Rogozov verlässt sich auf seinen Tastsinn als Orientierungshilfe und verzichtet deshalb auf Handschuhe – er arbeitet größtenteils nach Gefühl. Nach einer halben Stunde setzen ihm Schwäche und Schwindel zu – er muss häufiger Pausen einlegen. Sein Assistent Teplinsky muss ihm wiederholt den Schweiß von der Stirn wischen.  

Es gelingt Rogozov schließlich, den entzündeten Blinddarmfortsatz zu entfernen.

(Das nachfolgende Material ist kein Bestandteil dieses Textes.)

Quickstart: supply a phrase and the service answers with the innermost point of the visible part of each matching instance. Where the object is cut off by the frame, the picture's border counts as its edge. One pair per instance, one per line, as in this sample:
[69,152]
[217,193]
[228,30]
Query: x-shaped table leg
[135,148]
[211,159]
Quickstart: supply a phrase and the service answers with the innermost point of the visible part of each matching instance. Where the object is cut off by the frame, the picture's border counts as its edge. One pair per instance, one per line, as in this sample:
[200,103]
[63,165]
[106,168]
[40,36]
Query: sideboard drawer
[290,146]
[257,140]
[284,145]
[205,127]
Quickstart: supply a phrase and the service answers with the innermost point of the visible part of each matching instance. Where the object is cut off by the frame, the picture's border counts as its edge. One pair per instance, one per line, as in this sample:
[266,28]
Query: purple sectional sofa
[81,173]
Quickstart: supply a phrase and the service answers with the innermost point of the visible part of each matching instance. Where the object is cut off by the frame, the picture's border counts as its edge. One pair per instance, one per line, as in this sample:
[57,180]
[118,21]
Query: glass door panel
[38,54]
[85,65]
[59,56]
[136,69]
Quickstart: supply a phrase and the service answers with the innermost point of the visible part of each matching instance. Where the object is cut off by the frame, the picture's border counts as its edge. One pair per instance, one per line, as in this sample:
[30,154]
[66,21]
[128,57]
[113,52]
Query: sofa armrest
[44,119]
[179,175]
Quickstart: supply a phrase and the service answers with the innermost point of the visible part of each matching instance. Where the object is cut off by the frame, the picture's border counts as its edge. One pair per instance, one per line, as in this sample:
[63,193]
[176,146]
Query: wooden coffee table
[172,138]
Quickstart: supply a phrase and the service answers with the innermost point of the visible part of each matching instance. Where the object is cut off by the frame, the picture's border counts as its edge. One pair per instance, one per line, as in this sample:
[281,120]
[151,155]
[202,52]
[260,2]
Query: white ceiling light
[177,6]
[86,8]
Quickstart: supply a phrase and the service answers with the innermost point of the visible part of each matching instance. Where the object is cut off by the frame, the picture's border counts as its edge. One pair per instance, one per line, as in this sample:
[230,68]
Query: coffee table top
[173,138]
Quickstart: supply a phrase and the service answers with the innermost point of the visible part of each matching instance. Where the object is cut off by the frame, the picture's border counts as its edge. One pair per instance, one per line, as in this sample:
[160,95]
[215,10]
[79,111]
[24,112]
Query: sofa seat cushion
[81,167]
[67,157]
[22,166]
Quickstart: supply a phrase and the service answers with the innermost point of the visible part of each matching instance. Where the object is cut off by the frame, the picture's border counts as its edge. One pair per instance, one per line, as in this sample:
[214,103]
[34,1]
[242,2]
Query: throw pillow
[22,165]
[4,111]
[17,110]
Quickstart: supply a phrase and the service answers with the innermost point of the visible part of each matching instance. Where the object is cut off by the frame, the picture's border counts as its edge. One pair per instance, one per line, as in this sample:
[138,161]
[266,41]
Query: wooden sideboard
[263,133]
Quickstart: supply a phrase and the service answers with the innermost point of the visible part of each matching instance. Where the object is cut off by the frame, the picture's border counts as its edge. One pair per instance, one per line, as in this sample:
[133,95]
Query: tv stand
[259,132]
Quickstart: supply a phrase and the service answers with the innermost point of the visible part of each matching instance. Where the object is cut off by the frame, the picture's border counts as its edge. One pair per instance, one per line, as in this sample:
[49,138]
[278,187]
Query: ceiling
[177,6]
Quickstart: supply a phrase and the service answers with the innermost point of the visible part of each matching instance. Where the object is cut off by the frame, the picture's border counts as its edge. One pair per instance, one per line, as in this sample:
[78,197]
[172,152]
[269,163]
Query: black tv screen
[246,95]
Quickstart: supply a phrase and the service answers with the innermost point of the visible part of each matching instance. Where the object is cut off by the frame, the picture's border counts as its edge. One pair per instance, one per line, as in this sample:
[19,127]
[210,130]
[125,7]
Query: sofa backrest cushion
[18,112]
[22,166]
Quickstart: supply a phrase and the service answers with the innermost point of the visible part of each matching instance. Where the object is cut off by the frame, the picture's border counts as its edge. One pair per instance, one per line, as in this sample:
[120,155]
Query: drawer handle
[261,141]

Er verabreicht sich Antibiotika in die Bauchhöhle und verschließt danach die Wunde. Blass und müde beendet er die Operation nach 1 Stunde und 45 Minuten. 

Zwei Wochen nach der OP zurück im Stationsalltag

Im Anschluss an die OP nimmt Rogozov Schlaftabletten und ruht sich aus. Am nächsten Tag beträgt seine Körpertemperatur 38,1 °C, seinen Zustand beschreibt er selbst als „mäßig schlecht“. Nach vier Tagen verschwinden die Anzeichen einer lokalisierten Peritonitis, nach fünf Tagen normalisiert sich die Körpertemperatur. Nach einer Woche entfernt er sich die Fäden, eine weitere Woche später verrichtet er wieder seine normalen Aufgaben auf der Station.

Rogozov: „Ein Job wie jeder andere, ein Leben wie jedes andere“ 

Nach seinem Aufenthalt auf der Station, der noch mehr als ein Jahr andauert, kehrt Rogozov nie wieder in die Antarktis zurück. Er arbeitet in der Abteilung für Allgemeine Chirurgie des Ersten Leningrader Medizinischen Instituts und stirbt im Jahr 2000 mit 66 Jahren in St. Petersburg.  

Wer ihn auf seine beeindruckende Selbstoperation ansprach, bekam als Antwort ein Lächeln und den bescheidenen Satz: „Ein Job wie jeder andere, ein Leben wie jedes andere.“ 

1. Rogozov Vladislav, Bermel Neil. Auto-appendectomy in the Antarctic: case report BMJ 2009; 339 :b4965.